One of these days, I will learn. Nine years ago, we moved into our new home and upon settling in, our washing machine began to leak water onto the laminate flooring. As President of this operation, I pointed the problem out to the Secretary of Home Improvement and he acknowledged that Houston, we indeed had a problem.
He proceeded to monitor the situation for the next decade.
Now, I don’t like to nag, but I am the kind of person who was born with a lot of get up and go whereas my counterpart…was not. In fact, he is a big proponent of the wait-and see-method of dealing with problems. Perhaps if we pretended not to notice the washing machine leaking, maybe it would stop doing it.
“It’s not a naughty child making a play for attention, you know,” I commented wryly.
When it became a more pressing concern a few weeks ago, he agreed it wasn’t faking and decided to take a look at it. That’s when he decided I must be overfilling it with clothes.
“You’re kidding, right?” I responded. “That washer can hold up to 12 pairs of jeans in its largest setting. It should be able handle a baseball jersey and a pair of sweatpants without its water breaking!”
“Well it only does it when it has a full load,” he offered.
I asked him if his honest solution to this problem was to divide the clothes in half and do double the laundry. Admittedly, it was a solution, but not a very practical one and considering the washing machine was a high efficiency model, it seemed like a bit of a cop out. In the end we decided to purchase a new unit.
Before it arrived though, I insisted he replace the floorboards I knew to be warped underneath the old machine. We had some extra ones that were included when the house was built. I showed him how they fit together and felt relatively confident that he could handle the repair.
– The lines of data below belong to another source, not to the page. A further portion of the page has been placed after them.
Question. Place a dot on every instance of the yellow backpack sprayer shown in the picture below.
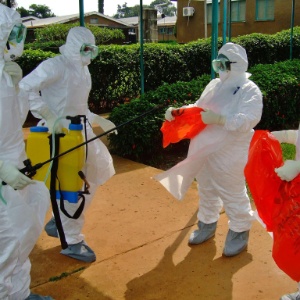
(63, 188)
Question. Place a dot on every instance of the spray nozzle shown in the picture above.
(74, 120)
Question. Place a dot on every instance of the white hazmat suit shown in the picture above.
(22, 217)
(217, 156)
(65, 82)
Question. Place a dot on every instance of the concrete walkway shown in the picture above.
(139, 233)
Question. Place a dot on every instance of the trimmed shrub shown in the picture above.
(141, 140)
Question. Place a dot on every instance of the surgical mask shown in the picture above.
(89, 50)
(223, 75)
(15, 51)
(86, 60)
(18, 34)
(15, 43)
(221, 63)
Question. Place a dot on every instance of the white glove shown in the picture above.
(289, 170)
(209, 117)
(14, 70)
(286, 136)
(168, 114)
(50, 119)
(105, 124)
(12, 176)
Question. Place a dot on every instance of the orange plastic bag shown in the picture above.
(187, 124)
(265, 155)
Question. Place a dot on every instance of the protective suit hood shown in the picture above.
(237, 54)
(77, 36)
(8, 19)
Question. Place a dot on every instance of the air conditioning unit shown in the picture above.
(188, 11)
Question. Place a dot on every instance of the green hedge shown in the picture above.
(141, 140)
(116, 71)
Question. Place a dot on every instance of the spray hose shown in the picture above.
(30, 170)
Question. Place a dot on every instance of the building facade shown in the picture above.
(247, 16)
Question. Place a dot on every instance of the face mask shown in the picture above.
(86, 60)
(15, 50)
(223, 75)
(89, 50)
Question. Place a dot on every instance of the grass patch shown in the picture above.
(65, 274)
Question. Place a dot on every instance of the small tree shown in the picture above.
(12, 3)
(101, 6)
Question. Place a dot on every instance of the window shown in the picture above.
(94, 21)
(166, 30)
(238, 10)
(209, 11)
(264, 10)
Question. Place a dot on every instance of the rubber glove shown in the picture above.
(105, 124)
(209, 117)
(289, 170)
(50, 119)
(12, 176)
(168, 114)
(286, 136)
(14, 70)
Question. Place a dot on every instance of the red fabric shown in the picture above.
(265, 155)
(286, 232)
(187, 124)
(277, 201)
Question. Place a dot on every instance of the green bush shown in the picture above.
(281, 97)
(141, 140)
(116, 71)
(59, 32)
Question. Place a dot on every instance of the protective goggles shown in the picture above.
(89, 50)
(18, 33)
(221, 63)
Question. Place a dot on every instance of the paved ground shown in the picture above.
(139, 233)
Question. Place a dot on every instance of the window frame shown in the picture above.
(266, 6)
(239, 19)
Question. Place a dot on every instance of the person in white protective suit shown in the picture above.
(217, 156)
(64, 83)
(288, 172)
(23, 205)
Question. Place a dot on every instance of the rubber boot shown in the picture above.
(80, 251)
(51, 228)
(235, 243)
(205, 232)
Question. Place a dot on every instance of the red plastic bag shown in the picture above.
(277, 201)
(286, 232)
(187, 124)
(265, 155)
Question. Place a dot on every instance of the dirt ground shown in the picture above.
(139, 233)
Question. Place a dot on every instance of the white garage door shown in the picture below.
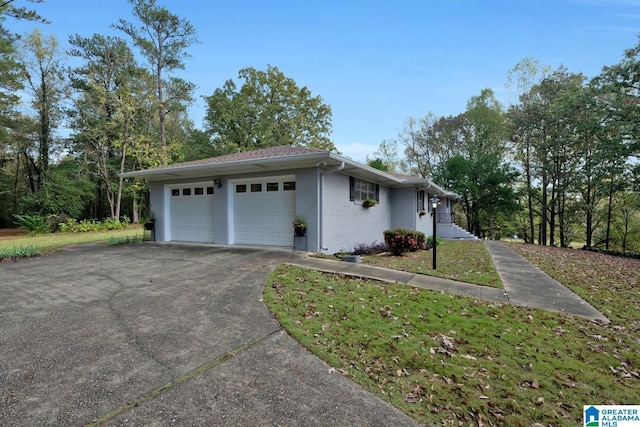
(264, 210)
(191, 212)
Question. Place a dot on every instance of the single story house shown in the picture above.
(252, 198)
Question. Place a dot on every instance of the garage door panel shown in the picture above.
(264, 218)
(191, 216)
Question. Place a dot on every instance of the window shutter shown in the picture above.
(352, 183)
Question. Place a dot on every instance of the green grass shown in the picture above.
(451, 360)
(48, 243)
(19, 252)
(465, 261)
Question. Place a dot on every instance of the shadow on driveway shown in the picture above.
(161, 335)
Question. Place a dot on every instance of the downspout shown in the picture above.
(321, 199)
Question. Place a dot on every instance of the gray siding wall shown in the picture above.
(307, 202)
(346, 223)
(156, 196)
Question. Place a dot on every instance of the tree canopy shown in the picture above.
(269, 109)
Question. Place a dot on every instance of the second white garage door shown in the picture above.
(264, 210)
(191, 212)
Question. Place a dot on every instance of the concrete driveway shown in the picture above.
(155, 335)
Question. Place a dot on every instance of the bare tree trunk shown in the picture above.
(120, 182)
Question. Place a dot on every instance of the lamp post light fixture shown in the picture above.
(434, 205)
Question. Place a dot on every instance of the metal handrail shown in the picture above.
(445, 218)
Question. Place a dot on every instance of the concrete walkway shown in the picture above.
(527, 285)
(524, 284)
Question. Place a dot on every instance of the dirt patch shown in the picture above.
(12, 233)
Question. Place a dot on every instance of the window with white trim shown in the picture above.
(421, 198)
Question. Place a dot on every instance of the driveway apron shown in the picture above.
(158, 335)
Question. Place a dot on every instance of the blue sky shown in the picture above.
(377, 62)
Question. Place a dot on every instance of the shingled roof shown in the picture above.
(262, 153)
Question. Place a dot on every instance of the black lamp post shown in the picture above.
(434, 205)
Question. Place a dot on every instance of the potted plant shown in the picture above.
(368, 202)
(300, 226)
(150, 223)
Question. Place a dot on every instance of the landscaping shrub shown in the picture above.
(36, 224)
(73, 226)
(21, 252)
(370, 249)
(113, 241)
(401, 240)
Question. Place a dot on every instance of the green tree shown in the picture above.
(430, 141)
(46, 83)
(163, 39)
(386, 157)
(109, 110)
(268, 110)
(485, 186)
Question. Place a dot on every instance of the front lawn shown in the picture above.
(464, 261)
(47, 243)
(451, 360)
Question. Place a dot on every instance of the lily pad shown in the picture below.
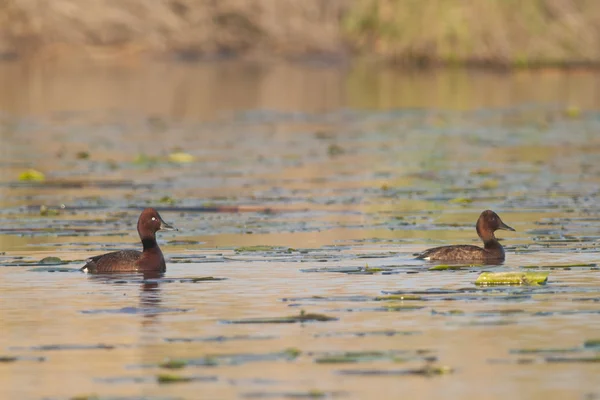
(32, 175)
(425, 371)
(181, 158)
(512, 278)
(302, 317)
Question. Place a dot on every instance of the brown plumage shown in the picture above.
(150, 259)
(492, 250)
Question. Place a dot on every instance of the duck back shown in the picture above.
(461, 253)
(117, 261)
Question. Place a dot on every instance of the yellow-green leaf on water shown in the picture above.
(173, 364)
(167, 200)
(171, 378)
(444, 267)
(82, 155)
(181, 157)
(482, 171)
(335, 150)
(461, 200)
(48, 212)
(512, 278)
(32, 175)
(398, 297)
(145, 160)
(489, 184)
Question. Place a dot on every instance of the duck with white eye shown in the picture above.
(492, 250)
(150, 259)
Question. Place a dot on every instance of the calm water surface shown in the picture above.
(342, 175)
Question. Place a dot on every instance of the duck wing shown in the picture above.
(464, 252)
(117, 261)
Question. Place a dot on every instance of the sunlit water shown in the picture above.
(345, 174)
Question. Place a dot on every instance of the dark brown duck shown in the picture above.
(150, 259)
(488, 223)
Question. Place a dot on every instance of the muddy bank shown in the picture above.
(491, 33)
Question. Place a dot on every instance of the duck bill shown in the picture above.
(505, 227)
(166, 227)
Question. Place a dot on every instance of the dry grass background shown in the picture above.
(497, 32)
(505, 32)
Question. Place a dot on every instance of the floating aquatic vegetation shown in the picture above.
(219, 338)
(174, 378)
(592, 359)
(545, 351)
(335, 150)
(136, 310)
(173, 364)
(11, 359)
(592, 344)
(167, 200)
(311, 394)
(564, 266)
(32, 175)
(48, 212)
(55, 269)
(302, 317)
(425, 371)
(390, 333)
(349, 357)
(512, 278)
(180, 157)
(212, 360)
(399, 297)
(261, 248)
(458, 267)
(55, 347)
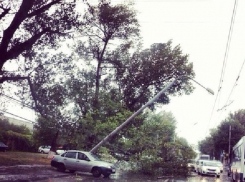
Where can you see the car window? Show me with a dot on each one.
(82, 156)
(71, 155)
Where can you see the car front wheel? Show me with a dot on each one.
(61, 168)
(96, 172)
(106, 175)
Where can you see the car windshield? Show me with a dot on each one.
(210, 164)
(94, 157)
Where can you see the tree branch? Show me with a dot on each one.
(18, 49)
(5, 11)
(16, 78)
(44, 8)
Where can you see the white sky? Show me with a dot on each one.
(201, 28)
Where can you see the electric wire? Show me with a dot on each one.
(18, 116)
(232, 90)
(224, 62)
(18, 101)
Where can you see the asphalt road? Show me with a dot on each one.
(48, 174)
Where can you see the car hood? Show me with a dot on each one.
(103, 163)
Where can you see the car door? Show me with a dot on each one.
(70, 160)
(83, 163)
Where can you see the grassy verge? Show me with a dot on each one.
(23, 158)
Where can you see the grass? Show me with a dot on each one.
(23, 158)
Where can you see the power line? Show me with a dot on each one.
(18, 101)
(235, 84)
(18, 116)
(225, 60)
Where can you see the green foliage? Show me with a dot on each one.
(219, 137)
(153, 149)
(44, 131)
(150, 70)
(16, 137)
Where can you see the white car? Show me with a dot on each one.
(220, 165)
(209, 168)
(75, 160)
(44, 149)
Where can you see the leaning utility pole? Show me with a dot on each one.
(141, 109)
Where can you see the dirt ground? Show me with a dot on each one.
(28, 173)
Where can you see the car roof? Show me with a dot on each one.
(78, 151)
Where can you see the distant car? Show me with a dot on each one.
(3, 147)
(44, 149)
(191, 164)
(209, 168)
(60, 150)
(75, 160)
(198, 165)
(220, 165)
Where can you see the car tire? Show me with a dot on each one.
(61, 167)
(106, 175)
(96, 172)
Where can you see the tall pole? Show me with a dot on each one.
(229, 140)
(132, 116)
(140, 110)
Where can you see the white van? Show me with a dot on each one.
(204, 157)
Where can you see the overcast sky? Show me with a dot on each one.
(201, 28)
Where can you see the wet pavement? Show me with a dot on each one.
(45, 173)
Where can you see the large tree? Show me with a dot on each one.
(106, 26)
(218, 141)
(150, 70)
(28, 27)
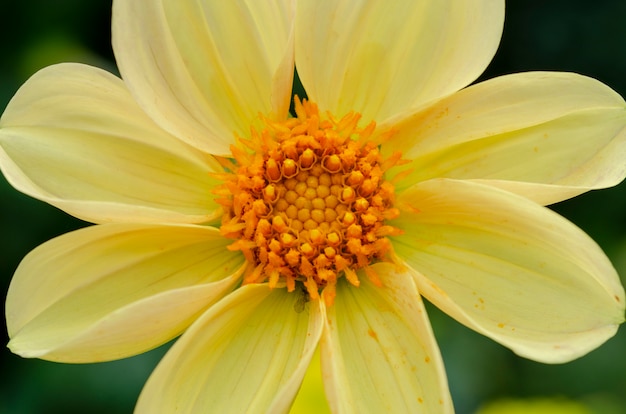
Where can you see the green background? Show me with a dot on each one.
(583, 36)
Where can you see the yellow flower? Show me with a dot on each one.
(260, 237)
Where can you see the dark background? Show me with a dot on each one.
(583, 36)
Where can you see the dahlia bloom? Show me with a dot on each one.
(258, 236)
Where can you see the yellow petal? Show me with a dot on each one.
(205, 70)
(116, 290)
(509, 268)
(384, 58)
(547, 136)
(378, 350)
(247, 353)
(73, 137)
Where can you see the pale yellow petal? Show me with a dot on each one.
(116, 290)
(73, 137)
(378, 350)
(509, 268)
(384, 59)
(547, 136)
(247, 353)
(205, 70)
(311, 398)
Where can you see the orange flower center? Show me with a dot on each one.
(307, 203)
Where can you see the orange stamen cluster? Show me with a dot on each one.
(309, 202)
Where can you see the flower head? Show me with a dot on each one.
(261, 236)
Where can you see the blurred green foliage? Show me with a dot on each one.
(565, 35)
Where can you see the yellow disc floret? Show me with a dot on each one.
(306, 201)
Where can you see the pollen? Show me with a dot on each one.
(306, 202)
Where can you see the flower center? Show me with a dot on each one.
(308, 203)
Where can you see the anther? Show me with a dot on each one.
(272, 170)
(290, 168)
(307, 158)
(332, 163)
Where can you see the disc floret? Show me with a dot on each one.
(306, 201)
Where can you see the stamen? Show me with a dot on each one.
(306, 201)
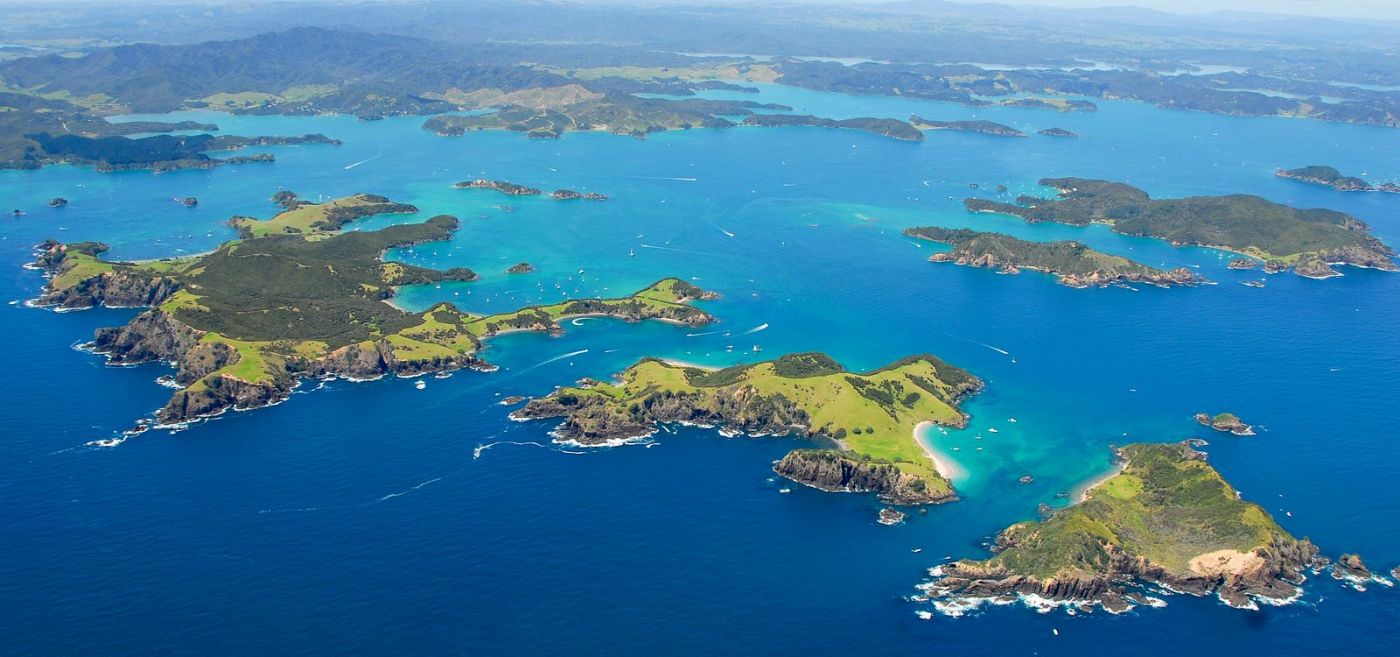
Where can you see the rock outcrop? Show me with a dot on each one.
(847, 472)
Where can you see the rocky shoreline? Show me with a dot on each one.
(836, 471)
(1318, 174)
(793, 395)
(1101, 554)
(1071, 264)
(1225, 422)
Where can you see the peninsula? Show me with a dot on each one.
(1070, 262)
(977, 126)
(248, 321)
(1168, 519)
(871, 418)
(1306, 241)
(1330, 177)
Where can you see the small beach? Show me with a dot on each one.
(945, 465)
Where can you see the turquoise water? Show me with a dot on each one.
(356, 519)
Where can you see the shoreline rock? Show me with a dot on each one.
(1225, 422)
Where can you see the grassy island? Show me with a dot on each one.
(296, 299)
(1165, 519)
(620, 114)
(885, 128)
(1319, 174)
(1070, 262)
(871, 416)
(977, 126)
(1306, 241)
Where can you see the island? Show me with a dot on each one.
(1330, 177)
(504, 187)
(1166, 519)
(308, 219)
(977, 126)
(1070, 262)
(886, 128)
(573, 195)
(870, 419)
(1225, 422)
(619, 114)
(157, 153)
(294, 300)
(1057, 104)
(1309, 243)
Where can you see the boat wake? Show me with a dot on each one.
(560, 357)
(363, 161)
(409, 490)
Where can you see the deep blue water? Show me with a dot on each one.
(354, 519)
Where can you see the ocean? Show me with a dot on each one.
(374, 517)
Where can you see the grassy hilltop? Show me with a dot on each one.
(296, 299)
(870, 415)
(1306, 241)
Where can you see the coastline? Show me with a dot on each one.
(942, 464)
(686, 363)
(1081, 492)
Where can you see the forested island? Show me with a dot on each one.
(977, 126)
(248, 321)
(1165, 519)
(35, 132)
(1318, 174)
(1306, 241)
(619, 114)
(871, 418)
(1070, 262)
(886, 128)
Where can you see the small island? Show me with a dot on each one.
(294, 300)
(977, 126)
(1225, 422)
(158, 153)
(1309, 243)
(585, 111)
(301, 217)
(504, 187)
(573, 195)
(1070, 262)
(1057, 104)
(1166, 519)
(1330, 177)
(871, 419)
(885, 128)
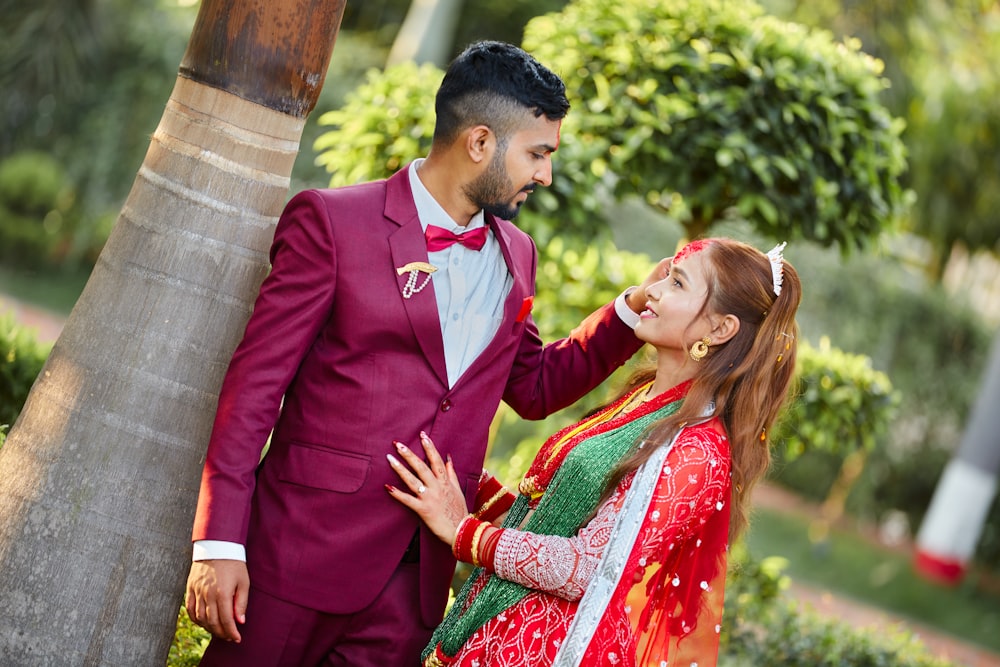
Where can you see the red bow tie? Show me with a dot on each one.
(439, 238)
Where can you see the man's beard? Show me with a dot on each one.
(489, 189)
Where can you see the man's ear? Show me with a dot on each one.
(726, 327)
(480, 142)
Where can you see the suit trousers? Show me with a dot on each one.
(387, 633)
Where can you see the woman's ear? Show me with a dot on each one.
(725, 328)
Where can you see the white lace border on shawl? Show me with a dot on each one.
(609, 571)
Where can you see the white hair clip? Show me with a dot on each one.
(777, 269)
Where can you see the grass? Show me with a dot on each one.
(852, 566)
(52, 290)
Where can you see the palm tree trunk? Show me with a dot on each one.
(100, 474)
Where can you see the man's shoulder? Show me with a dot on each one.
(364, 190)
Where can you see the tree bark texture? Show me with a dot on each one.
(100, 474)
(272, 52)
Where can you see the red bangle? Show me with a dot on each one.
(463, 536)
(467, 540)
(492, 499)
(488, 548)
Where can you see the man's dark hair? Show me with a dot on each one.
(492, 84)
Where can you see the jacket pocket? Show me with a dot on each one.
(327, 469)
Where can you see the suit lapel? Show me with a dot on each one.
(406, 244)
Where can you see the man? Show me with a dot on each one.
(369, 330)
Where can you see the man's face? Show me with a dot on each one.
(517, 168)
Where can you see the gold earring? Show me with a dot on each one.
(700, 349)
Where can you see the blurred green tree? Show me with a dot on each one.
(713, 109)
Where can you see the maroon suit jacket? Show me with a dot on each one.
(339, 364)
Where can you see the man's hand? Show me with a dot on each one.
(637, 299)
(217, 596)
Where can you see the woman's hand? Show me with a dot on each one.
(637, 299)
(438, 498)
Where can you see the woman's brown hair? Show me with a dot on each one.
(748, 377)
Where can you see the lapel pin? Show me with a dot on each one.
(414, 269)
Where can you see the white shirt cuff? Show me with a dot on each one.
(626, 314)
(218, 550)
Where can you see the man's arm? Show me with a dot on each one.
(547, 378)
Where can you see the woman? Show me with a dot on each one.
(614, 553)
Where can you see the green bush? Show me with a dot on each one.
(842, 405)
(35, 210)
(791, 637)
(383, 125)
(705, 108)
(762, 628)
(931, 344)
(21, 360)
(190, 642)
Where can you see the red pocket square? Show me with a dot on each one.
(525, 308)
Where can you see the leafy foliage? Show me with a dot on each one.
(708, 109)
(21, 360)
(36, 210)
(843, 403)
(384, 124)
(792, 637)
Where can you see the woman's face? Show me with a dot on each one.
(672, 319)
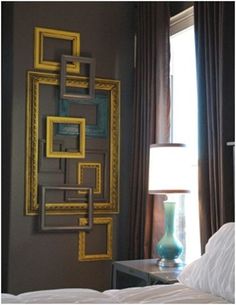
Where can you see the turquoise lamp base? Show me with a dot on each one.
(169, 247)
(170, 263)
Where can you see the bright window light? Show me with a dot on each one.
(184, 129)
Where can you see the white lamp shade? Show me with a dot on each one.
(168, 168)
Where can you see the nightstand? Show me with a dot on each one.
(146, 270)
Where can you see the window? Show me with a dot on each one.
(184, 127)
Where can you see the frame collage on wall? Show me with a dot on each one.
(72, 142)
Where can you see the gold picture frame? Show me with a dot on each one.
(40, 34)
(87, 165)
(51, 120)
(83, 256)
(34, 82)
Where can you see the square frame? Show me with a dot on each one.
(49, 137)
(85, 227)
(34, 82)
(39, 35)
(63, 84)
(82, 240)
(95, 165)
(96, 131)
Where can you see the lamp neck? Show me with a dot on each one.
(169, 217)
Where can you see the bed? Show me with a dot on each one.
(210, 279)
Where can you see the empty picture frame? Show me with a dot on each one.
(36, 83)
(85, 227)
(65, 59)
(83, 256)
(41, 63)
(82, 166)
(98, 130)
(51, 120)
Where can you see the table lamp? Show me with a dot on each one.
(168, 174)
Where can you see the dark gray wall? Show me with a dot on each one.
(32, 260)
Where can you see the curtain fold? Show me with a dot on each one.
(214, 35)
(151, 118)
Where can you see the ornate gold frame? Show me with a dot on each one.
(97, 167)
(40, 34)
(34, 80)
(82, 240)
(49, 137)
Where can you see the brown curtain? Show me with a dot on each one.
(151, 118)
(214, 32)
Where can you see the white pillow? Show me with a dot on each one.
(214, 271)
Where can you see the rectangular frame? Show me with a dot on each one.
(49, 137)
(34, 80)
(39, 35)
(82, 240)
(86, 227)
(91, 77)
(97, 167)
(97, 131)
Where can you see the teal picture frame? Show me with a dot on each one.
(98, 130)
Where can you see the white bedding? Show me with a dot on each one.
(164, 294)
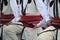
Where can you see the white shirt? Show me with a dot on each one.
(42, 8)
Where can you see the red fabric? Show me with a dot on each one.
(55, 20)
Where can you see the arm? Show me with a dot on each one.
(15, 10)
(43, 10)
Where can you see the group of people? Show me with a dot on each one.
(24, 15)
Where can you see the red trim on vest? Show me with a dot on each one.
(30, 19)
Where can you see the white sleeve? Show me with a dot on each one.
(15, 10)
(43, 9)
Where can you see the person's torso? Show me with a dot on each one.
(31, 9)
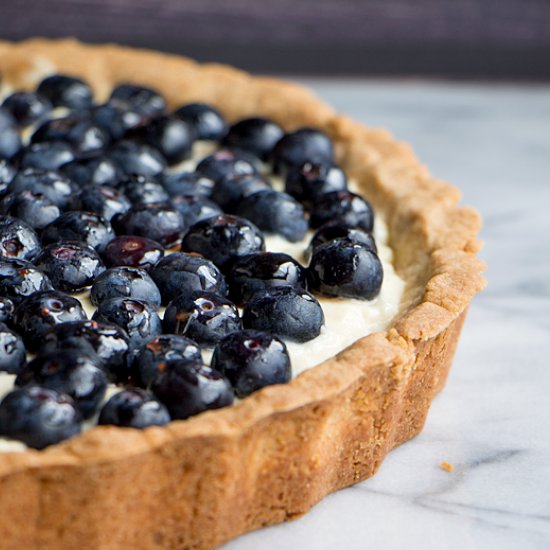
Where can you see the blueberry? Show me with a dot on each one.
(258, 272)
(133, 251)
(69, 372)
(33, 208)
(285, 312)
(161, 351)
(252, 360)
(18, 239)
(66, 91)
(133, 408)
(202, 316)
(158, 221)
(38, 417)
(19, 279)
(41, 311)
(345, 268)
(275, 212)
(345, 207)
(181, 273)
(188, 388)
(311, 180)
(139, 319)
(27, 107)
(223, 239)
(207, 121)
(305, 144)
(257, 135)
(77, 225)
(13, 355)
(103, 200)
(125, 282)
I really have too much faith in that man. My floor is now a unique jigsaw puzzle of mismatched boards with wood putty filling in where there were gaps. Take my advice, if someone tells you they only had two boards, even though they needed four and “made do” by using wood putty, check their work, I beg of you. Don’t try to make sense of it, just check the work.
The other solution of course is to order additional flooring, have it installed or address the original leak before it becomes a bigger concern. Of course you might want to reconsider your relationship choices before they become a permanent part of the household “cabinet!”